Memurun, vefat etmeden önce emeklilik talebinde bulunup bulunmamasının, emekli ikramiyesinin kimler arasında paylaştırılacağı hususunda farklılıklara yol açtığını söyleyen Arş. Gör. Zuhal Yağcı bu durumu şöyle açıklıyor:
“Vefat etmeden evvel emeklilik talebinde bulunmuş ve talebi kurumunca onaylanmış bir memurun, başvurduktan hemen sonra vefat etmesi durumunda, emekli ikramiyesi dul ve yetim aylığı alabilecek kişilere değil, kanuni mirasçılarına ödeniyor. Yani emekli olmaya karar verdiniz ve emeklilik talebinde bulundunuz, ikramiyeniz tahakkuk etti ancak, ödemeyi alamadan vefat etmiş iseniz burada sorun bulunmuyor. Dolayısıyla ikramiyeniz artık sizin mülkiyetinizde kabul edilerek geride bıraktığınız kişilere, mirastan pay alma oranlarına göre paylaştırılıyor.
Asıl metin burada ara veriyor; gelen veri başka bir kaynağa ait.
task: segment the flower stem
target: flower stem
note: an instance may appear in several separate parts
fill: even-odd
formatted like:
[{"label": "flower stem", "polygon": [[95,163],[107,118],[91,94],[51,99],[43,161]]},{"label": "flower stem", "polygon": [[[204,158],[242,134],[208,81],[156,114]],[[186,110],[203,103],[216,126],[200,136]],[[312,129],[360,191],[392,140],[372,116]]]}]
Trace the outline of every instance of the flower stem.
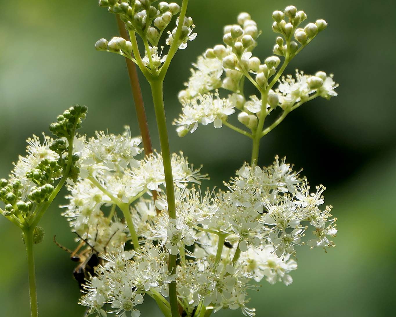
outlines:
[{"label": "flower stem", "polygon": [[[128,32],[124,27],[122,21],[120,19],[118,15],[117,17],[117,23],[121,37],[128,40],[129,38]],[[150,132],[148,131],[148,125],[147,124],[147,116],[145,110],[145,104],[143,102],[143,96],[140,88],[139,78],[137,76],[136,66],[132,61],[126,57],[127,69],[128,70],[128,75],[131,82],[131,88],[135,103],[135,108],[136,111],[137,116],[137,122],[139,124],[139,129],[142,135],[143,146],[145,148],[145,153],[148,155],[152,153],[152,146],[151,139],[150,138]]]},{"label": "flower stem", "polygon": [[33,234],[34,227],[23,231],[26,255],[27,257],[28,273],[29,276],[29,290],[30,294],[30,311],[31,317],[38,317],[37,292],[36,286],[36,272],[34,270],[34,257],[33,253]]},{"label": "flower stem", "polygon": [[[184,1],[183,1],[184,3]],[[168,212],[169,219],[176,219],[176,202],[175,199],[175,189],[173,188],[173,175],[172,174],[172,164],[171,161],[170,149],[168,131],[166,127],[166,119],[164,106],[164,92],[163,80],[155,80],[150,81],[152,95],[157,125],[160,136],[160,143],[162,155],[164,164],[164,172],[165,176],[165,184],[166,186],[166,197],[168,202]],[[176,273],[176,256],[169,254],[169,272],[171,274]],[[171,304],[171,311],[172,317],[179,317],[179,308],[177,304],[177,293],[176,283],[172,282],[169,283],[169,298]]]},{"label": "flower stem", "polygon": [[136,231],[135,229],[133,222],[132,220],[132,216],[131,216],[131,212],[129,210],[129,204],[123,204],[118,206],[122,211],[122,213],[125,218],[125,220],[126,220],[126,223],[128,225],[128,228],[131,233],[132,242],[133,244],[133,248],[135,250],[138,250],[140,247],[140,244],[139,243],[139,239],[137,238],[137,235],[136,234]]}]

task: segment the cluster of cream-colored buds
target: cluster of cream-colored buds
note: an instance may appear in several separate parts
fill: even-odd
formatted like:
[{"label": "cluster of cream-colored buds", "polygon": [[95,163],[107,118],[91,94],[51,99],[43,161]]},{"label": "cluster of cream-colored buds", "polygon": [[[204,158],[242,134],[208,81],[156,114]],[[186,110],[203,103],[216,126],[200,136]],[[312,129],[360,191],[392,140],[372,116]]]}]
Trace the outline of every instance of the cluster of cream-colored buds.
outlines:
[{"label": "cluster of cream-colored buds", "polygon": [[119,14],[127,30],[135,31],[141,36],[147,34],[148,39],[155,44],[160,31],[168,26],[172,17],[180,11],[180,6],[175,2],[162,1],[156,7],[152,5],[154,2],[151,0],[121,2],[118,0],[100,0],[99,5]]},{"label": "cluster of cream-colored buds", "polygon": [[95,48],[98,51],[122,53],[128,56],[132,53],[132,44],[131,42],[123,38],[118,36],[114,36],[109,42],[105,38],[101,38],[95,44]]},{"label": "cluster of cream-colored buds", "polygon": [[[310,42],[320,32],[327,27],[324,20],[317,20],[315,23],[308,23],[304,28],[297,27],[307,18],[307,14],[303,11],[297,11],[294,6],[286,7],[284,11],[276,11],[272,12],[272,30],[276,33],[280,33],[287,42],[290,43],[290,53],[295,54],[299,49],[299,44],[306,45]],[[284,20],[288,18],[288,22]],[[294,34],[297,42],[291,41]],[[274,47],[274,53],[280,56],[286,56],[287,46],[284,42],[284,38],[276,38],[276,44]],[[298,43],[297,43],[297,42]]]}]

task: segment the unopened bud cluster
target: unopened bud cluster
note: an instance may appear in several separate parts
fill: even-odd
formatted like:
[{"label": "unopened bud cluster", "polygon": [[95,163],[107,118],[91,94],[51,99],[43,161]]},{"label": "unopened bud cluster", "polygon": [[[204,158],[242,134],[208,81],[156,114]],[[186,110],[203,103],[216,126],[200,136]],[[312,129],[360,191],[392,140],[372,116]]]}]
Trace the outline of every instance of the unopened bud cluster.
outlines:
[{"label": "unopened bud cluster", "polygon": [[[319,19],[315,23],[308,23],[304,28],[298,27],[307,18],[304,11],[297,11],[294,6],[286,7],[283,12],[276,11],[272,12],[274,21],[272,30],[282,35],[276,38],[276,44],[274,47],[274,54],[286,56],[288,50],[289,55],[293,56],[301,47],[299,44],[305,46],[327,27],[324,20]],[[287,19],[287,22],[285,19]],[[295,41],[292,40],[293,36]]]},{"label": "unopened bud cluster", "polygon": [[[272,17],[275,21],[273,29],[282,36],[277,38],[274,52],[285,57],[284,65],[298,49],[297,43],[291,41],[293,34],[305,46],[326,25],[324,20],[318,20],[304,29],[298,28],[307,16],[292,6],[284,11],[275,11]],[[287,23],[284,19],[288,19]],[[191,69],[191,76],[185,84],[187,88],[179,94],[183,113],[173,122],[178,126],[177,131],[180,136],[194,131],[199,123],[206,125],[213,122],[216,128],[222,126],[228,115],[235,112],[234,108],[240,111],[238,115],[239,122],[253,135],[261,133],[257,131],[260,118],[265,118],[278,106],[289,111],[295,105],[297,107],[308,100],[310,96],[329,99],[337,95],[334,90],[338,85],[333,80],[332,75],[327,76],[323,72],[314,76],[297,72],[295,79],[290,76],[281,77],[285,67],[280,68],[279,57],[273,55],[260,59],[253,55],[261,33],[256,23],[246,12],[240,13],[237,21],[237,24],[224,27],[224,45],[208,49],[193,64],[194,69]],[[248,98],[245,95],[244,87],[248,80],[258,90],[258,96],[253,95]],[[277,81],[279,85],[275,88]],[[222,99],[220,93],[213,92],[221,88],[231,92],[227,98]],[[219,100],[222,100],[221,103]],[[211,106],[208,103],[211,100]],[[219,107],[219,104],[230,106]]]},{"label": "unopened bud cluster", "polygon": [[[172,18],[179,13],[181,9],[180,6],[175,2],[169,3],[164,1],[156,2],[156,1],[151,0],[120,2],[115,0],[100,0],[99,5],[107,8],[110,13],[118,15],[121,21],[125,23],[127,31],[135,32],[143,41],[147,42],[147,45],[145,45],[147,60],[143,60],[145,66],[149,69],[158,70],[166,57],[166,55],[163,57],[161,57],[161,54],[158,55],[160,40]],[[179,23],[178,17],[176,27],[171,32],[168,31],[169,35],[166,41],[167,45],[172,45]],[[181,34],[179,38],[179,48],[185,48],[187,47],[187,41],[192,40],[195,38],[196,33],[193,33],[195,27],[191,17],[184,17]],[[148,43],[150,46],[148,49]],[[95,47],[98,50],[120,54],[134,61],[132,44],[127,39],[115,36],[108,42],[105,39],[101,38],[96,42]],[[137,52],[135,53],[137,53]]]}]

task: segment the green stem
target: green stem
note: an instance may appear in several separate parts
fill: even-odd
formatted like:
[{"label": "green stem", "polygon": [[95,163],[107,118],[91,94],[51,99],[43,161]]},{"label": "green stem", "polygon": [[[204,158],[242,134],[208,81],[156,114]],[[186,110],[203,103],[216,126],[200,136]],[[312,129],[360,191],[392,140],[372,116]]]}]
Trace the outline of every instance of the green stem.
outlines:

Memurun görevdeyken vefat etmesi durumunda, emeklilik talebine dair bir başvurusu da yoksa, ikramiyenin hak sahipliği yalnızca emekli aylığı bağlanacak aile bireylerine geçiyor. Fakat ailedeki her bireyin ikramiyeden pay alabilmesi bazı şartlara bağlanıyor. Yani ikramiyedeki tasarruf hakkı devletin oluyor. Bu uygulamanın ilgili kanundaki gerekçesi, emeklilik gerçekleşmediği sürece, ikramiyenin kişinin kendi mülkiyetinde sayılmıyor olması. Dolayısıyla henüz çalışmakta olan memurların ikramiyelerinin, miras hakkı kapsamında değerlendirilebilmesi için ikramiyelerin tahakkuk etmesi gerekiyor. Bu sebeple ikramiye, yalnızca dul ve yetim aylığı bağlanmasına engel bulunmayan hak sahiplerine paylaştırılıyor.” İlgili kanunda dul ve yetim aylığı alma koşulu ise kız çocuklarında yaş sınırlaması olmaksızın evliliğe kadar, erkek çocuklarında ise öğrenim süreci yoksa on sekiz, öğrenim süreci devam ediyorsa yirmi beş üst yaş sınırı olarak belirleniyor.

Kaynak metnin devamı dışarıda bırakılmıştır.